Although VKDB is described earlier as a complication of AAT deficiency in neonates, there are still two important lessons we can learn from this patient.

The clinical lesson is the importance of early recognition of the warning bleeds or the cholestasis. Various reports showed a correlation between cholestasis and VKDB due to fat malabsorption. It is also reported that adjustment of the standard vitamin K prophylaxis protocols could prevent the complications due to VKDB which also could have been the case in this patient [12].

The diagnostic lesson is to use pathology as an instrument in combination with verifying genotyping to diagnose AAT deficiency.

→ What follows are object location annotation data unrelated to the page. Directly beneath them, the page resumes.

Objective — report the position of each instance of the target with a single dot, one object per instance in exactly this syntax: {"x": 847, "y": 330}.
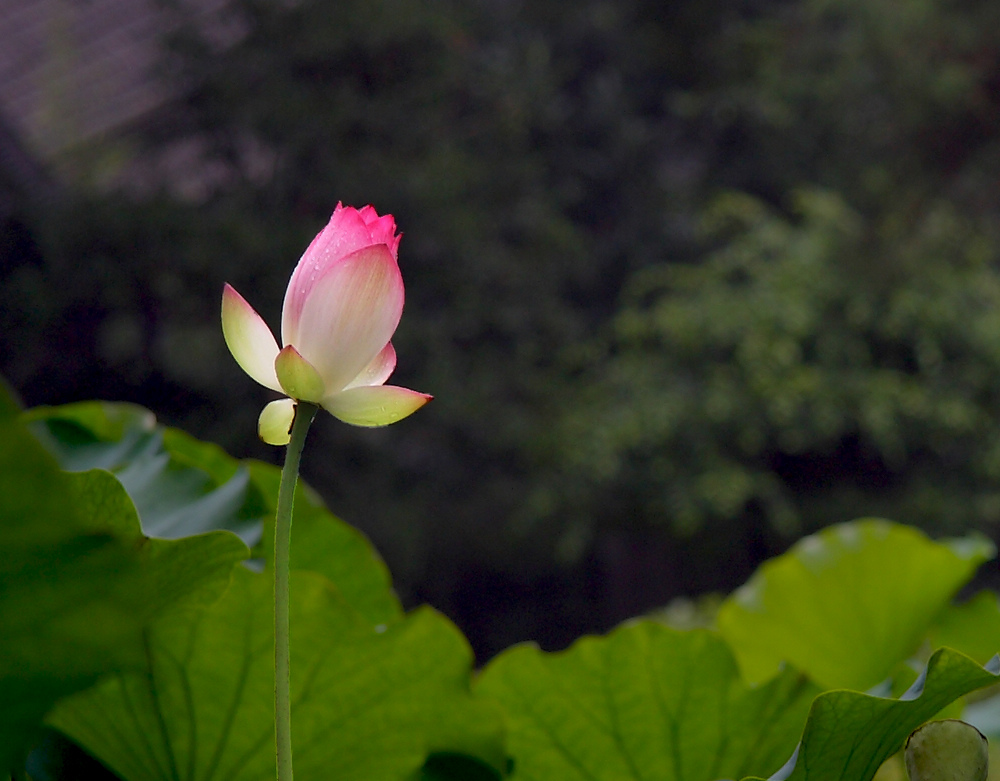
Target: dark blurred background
{"x": 688, "y": 280}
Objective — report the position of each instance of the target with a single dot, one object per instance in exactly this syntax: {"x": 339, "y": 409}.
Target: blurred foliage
{"x": 685, "y": 281}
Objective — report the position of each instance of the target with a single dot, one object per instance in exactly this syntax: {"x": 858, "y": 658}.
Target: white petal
{"x": 377, "y": 405}
{"x": 378, "y": 371}
{"x": 249, "y": 339}
{"x": 275, "y": 423}
{"x": 349, "y": 315}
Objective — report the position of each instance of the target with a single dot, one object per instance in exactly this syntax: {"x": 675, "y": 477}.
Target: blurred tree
{"x": 685, "y": 280}
{"x": 813, "y": 367}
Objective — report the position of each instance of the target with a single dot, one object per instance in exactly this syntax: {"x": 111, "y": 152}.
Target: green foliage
{"x": 870, "y": 584}
{"x": 808, "y": 368}
{"x": 80, "y": 580}
{"x": 646, "y": 701}
{"x": 375, "y": 693}
{"x": 849, "y": 734}
{"x": 367, "y": 704}
{"x": 181, "y": 640}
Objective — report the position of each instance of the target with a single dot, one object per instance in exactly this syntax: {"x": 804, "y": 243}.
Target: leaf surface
{"x": 366, "y": 704}
{"x": 849, "y": 734}
{"x": 848, "y": 604}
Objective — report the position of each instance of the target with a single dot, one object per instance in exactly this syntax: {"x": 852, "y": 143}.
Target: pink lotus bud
{"x": 342, "y": 306}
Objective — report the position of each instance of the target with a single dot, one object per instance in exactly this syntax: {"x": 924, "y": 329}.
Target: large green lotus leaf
{"x": 179, "y": 485}
{"x": 972, "y": 627}
{"x": 78, "y": 579}
{"x": 182, "y": 486}
{"x": 322, "y": 543}
{"x": 645, "y": 702}
{"x": 849, "y": 735}
{"x": 848, "y": 604}
{"x": 366, "y": 704}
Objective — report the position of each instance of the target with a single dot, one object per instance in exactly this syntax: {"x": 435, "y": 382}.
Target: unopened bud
{"x": 948, "y": 750}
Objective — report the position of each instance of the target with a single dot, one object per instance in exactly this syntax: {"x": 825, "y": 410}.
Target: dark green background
{"x": 687, "y": 280}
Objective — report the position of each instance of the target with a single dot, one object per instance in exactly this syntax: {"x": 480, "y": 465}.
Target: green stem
{"x": 304, "y": 413}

This statement contrasts with the earlier studies where the cytoplasmic inclusions were not seen in children younger than 3 years [5, 7] or the false-positive results which can be observed with immunohistochemistry in this age group [7].

In conclusion, however, early recognition of the warning bleeds or cholestasis, correct diagnosis using pathology as a diagnostic instrument in addition to the existing methods and adjustment of the standard vitamin K prophylaxis protocols to prevent VKDB complications can be life saving in AAT deficiency patients especially in the neonatal period.